Will Munger, who owns a family motel within that triangle, welcomes more lodging and restaurants. He’s long known what a gem the area is, he said. Between renovating and renting out rooms at the Willard Munger Inn, which is named after his politician father, Munger, 75, spends time hiking and cross-country skiing on the miles of wooded hills and trails there.
“We’re kind of like Duluth’s second city,” he said. “The lake is the primary focus but people don’t realize we have this vast estuary.”
Leaders are outlining a carefully planned series of improvements, some of which have already been made:
The river has been undergoing cleanup over the last few decades. Plans are in place for another $300 million to $400 million in federal, state and private money to restore it and, by 2025, get it removed from a list of the most polluted areas around the Great Lakes.
The state has scheduled an $11.4 million project to redo Grand Avenue, also known as Hwy. 23, including adding more sidewalks and bike lanes and connecting the road to nearby bike trails.
Plans are in the works to complete the Duluth Traverse, a 100-mile single-track mountain biking trail, to connect the paved Willard Munger State Trail with the Duluth Lakewalk trail, and to extend the Western Waterfront Trail, a walking trail that meanders near the river.
On a smaller scale, a new city-subsidized chalet and entrance to Spirit Mountain were completed last year, connecting it to Grand Avenue.
Other plans include sprucing up river access points for canoers and kayakers.
Northeast Minneapolis resident Deb Ellis vacations in Duluth at least once a year, she said, but outside of going to Spirit Mountain as a kid, she has never gone to that area.
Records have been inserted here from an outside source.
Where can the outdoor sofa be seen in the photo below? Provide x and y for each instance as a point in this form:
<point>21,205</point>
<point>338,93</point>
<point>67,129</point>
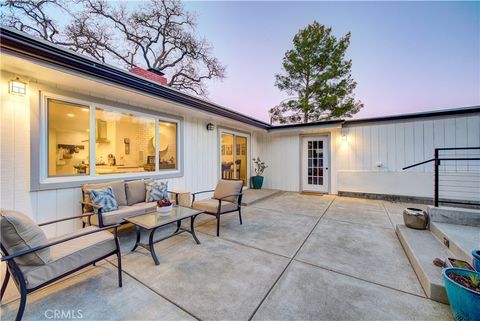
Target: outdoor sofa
<point>35,261</point>
<point>130,196</point>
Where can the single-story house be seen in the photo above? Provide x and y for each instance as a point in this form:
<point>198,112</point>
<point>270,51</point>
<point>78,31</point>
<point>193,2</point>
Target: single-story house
<point>67,119</point>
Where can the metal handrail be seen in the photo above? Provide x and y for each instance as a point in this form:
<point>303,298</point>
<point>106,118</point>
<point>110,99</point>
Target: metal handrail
<point>437,160</point>
<point>440,159</point>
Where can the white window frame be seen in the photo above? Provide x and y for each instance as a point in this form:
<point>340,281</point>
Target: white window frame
<point>48,182</point>
<point>235,133</point>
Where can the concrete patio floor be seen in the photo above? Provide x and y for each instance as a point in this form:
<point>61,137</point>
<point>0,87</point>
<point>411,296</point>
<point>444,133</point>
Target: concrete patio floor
<point>296,257</point>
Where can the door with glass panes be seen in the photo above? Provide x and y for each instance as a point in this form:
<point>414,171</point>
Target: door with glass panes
<point>315,164</point>
<point>234,156</point>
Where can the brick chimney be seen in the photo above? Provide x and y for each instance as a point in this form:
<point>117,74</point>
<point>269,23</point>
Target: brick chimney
<point>152,74</point>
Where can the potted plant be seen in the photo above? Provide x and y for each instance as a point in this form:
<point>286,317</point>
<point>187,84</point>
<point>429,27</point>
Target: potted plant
<point>476,259</point>
<point>463,291</point>
<point>257,180</point>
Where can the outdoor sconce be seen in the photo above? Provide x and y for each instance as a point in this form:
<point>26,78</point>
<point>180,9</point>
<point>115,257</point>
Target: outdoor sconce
<point>210,126</point>
<point>17,87</point>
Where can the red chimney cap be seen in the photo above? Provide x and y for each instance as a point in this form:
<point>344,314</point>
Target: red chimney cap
<point>156,76</point>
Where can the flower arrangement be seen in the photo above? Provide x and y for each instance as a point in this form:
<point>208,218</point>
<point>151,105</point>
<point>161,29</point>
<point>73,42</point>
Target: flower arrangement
<point>259,166</point>
<point>164,206</point>
<point>164,203</point>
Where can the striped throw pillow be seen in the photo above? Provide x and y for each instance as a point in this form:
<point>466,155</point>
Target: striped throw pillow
<point>105,198</point>
<point>156,191</point>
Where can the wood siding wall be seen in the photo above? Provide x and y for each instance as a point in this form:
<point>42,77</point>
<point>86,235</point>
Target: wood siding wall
<point>201,169</point>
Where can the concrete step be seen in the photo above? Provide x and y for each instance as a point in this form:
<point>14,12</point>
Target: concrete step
<point>422,247</point>
<point>461,240</point>
<point>454,215</point>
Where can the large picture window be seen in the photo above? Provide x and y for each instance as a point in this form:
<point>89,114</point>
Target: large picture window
<point>124,143</point>
<point>90,140</point>
<point>68,138</point>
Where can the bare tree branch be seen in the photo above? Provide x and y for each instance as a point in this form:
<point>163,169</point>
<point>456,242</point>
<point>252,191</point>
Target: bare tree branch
<point>158,34</point>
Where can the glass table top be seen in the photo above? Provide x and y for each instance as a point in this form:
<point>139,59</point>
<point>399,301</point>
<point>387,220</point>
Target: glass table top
<point>155,219</point>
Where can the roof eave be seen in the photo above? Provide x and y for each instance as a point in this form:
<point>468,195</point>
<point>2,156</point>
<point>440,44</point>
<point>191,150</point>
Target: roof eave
<point>25,45</point>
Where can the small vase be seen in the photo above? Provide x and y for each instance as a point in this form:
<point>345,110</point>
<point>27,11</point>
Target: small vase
<point>257,182</point>
<point>165,210</point>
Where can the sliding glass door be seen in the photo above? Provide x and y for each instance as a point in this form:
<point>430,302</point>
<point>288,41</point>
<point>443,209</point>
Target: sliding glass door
<point>234,154</point>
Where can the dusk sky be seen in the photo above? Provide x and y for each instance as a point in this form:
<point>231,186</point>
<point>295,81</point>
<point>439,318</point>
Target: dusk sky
<point>407,56</point>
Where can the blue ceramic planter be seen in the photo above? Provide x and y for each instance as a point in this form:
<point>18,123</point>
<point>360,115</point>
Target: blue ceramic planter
<point>476,260</point>
<point>465,303</point>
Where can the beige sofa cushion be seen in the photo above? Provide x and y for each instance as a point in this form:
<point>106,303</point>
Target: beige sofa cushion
<point>136,191</point>
<point>70,255</point>
<point>228,187</point>
<point>19,232</point>
<point>118,188</point>
<point>211,206</point>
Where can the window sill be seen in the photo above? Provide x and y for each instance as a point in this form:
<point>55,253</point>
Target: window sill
<point>63,182</point>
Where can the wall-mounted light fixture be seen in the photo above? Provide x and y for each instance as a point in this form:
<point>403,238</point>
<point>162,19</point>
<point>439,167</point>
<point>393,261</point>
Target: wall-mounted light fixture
<point>344,134</point>
<point>17,87</point>
<point>210,126</point>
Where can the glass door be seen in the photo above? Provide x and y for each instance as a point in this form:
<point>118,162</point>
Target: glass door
<point>228,158</point>
<point>315,164</point>
<point>234,151</point>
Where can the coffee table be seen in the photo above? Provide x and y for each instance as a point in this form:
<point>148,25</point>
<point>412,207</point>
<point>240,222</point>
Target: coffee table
<point>153,220</point>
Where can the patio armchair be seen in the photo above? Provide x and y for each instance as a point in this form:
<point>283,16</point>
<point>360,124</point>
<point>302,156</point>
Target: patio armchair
<point>34,261</point>
<point>227,198</point>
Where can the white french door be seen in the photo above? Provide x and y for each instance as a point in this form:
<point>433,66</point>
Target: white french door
<point>315,165</point>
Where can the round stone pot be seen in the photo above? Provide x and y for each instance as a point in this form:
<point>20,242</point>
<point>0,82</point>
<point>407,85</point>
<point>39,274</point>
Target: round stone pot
<point>415,218</point>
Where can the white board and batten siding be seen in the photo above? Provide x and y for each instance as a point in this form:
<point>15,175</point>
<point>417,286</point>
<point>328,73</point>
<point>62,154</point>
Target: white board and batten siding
<point>376,153</point>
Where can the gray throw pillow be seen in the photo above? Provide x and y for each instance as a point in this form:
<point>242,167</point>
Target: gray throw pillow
<point>18,233</point>
<point>135,191</point>
<point>156,191</point>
Typically she stays in Canal Park, drives down Skyline Parkway and goes to local restaurants.
“It would be fun if there was more to do,” she said. “I would do some of that.”
Some private investors are poised to build inside the corridor, Ness said, and he’s hoping public investment would push them.
Paying for improvements
To pay for the improvements, Ness will propose re-establishing a recently expired half-percent sales tax on food, lodging and beverages that was used to improve Canal Park. The tax would generate about $1.25 million a year, but would require permission from the Legislature and a vote from the City Council.
Council Member Jay Fosle, who represents the western part of the city and calls himself the council’s only conservative, said he’s not in favor of reviving the tax. While he welcomes improvements, he said, he’d rather lure business there first to increase the tax base.
Others agreed that the revitalization plan sounds great, but said they’ve heard similar plans before.
“They don’t really seem to listen to the poorer people of Duluth very well,” said Dwight Morrison, a retired teacher who lives in nearby Hermantown and volunteers with the nonprofit Wheels On Trails. “I’m a little cynical.”
Some residents in the neighborhoods worry about drawing too much activity.
“I can understand why they want to do it, but for me that’s why I live out here is to get away from all that stuff,” said Rick Hinnenkamp, who has hiked trails there his whole life.
Carole Newkumet, a Riverside neighborhood resident who is chair of the Riverfront Communities Group, said she thinks most homeowners will warm up to the changes as long as they are consulted.
“The fact of the matter is that in order to lift that area of town … these things have to happen,” Newkumet said.
“Better we should get on board and help direct that change than just to try to stop it.”